Ever wish you could listen to your favorite artist, actor or content creator speak in your native language? ElevenLabs is working on making that happen.
It’s an AI-powered speech synthesis company, co founded in 2022 by an ex-Googler. Since launch, ElevenLabs has become one of the best and most popular AI text-to-speech generators.
Offering both free and paid features, the software allows users to generate natural-sounding speech, design custom AI voices, and clone their voices.
After coming out of beta in August, the tool can identify text and produce speech in over 25 languages, after updating their deep learning model.
What’s this latest product update?
ElevenLabs now has a new dubbing feature that allows users to reproduce audio from one language in 28 others, while maintaining the speaker’s voice and speech patterns.

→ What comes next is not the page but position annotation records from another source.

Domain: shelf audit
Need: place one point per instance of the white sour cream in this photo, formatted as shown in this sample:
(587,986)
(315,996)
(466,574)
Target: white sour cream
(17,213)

“The release of AI Dubbing is our biggest step yet towards eliminating these linguistic barriers of content," said CEO Mati Staniszewski. "It will help audiences enjoy any content they want, regardless of the language they speak."
Users can either upload the audio file of the voice they’d like to dub or share a link to it on social media. One of the concerns here is the risk of misuse, as anyone can reproduce anyone’s voice.
This tool could exacerbate the issues we’re seeing with deep fakes and ElevenLabs has been testing out solutions since its launch, including limiting product access to paid users and investing in deepfake detection systems.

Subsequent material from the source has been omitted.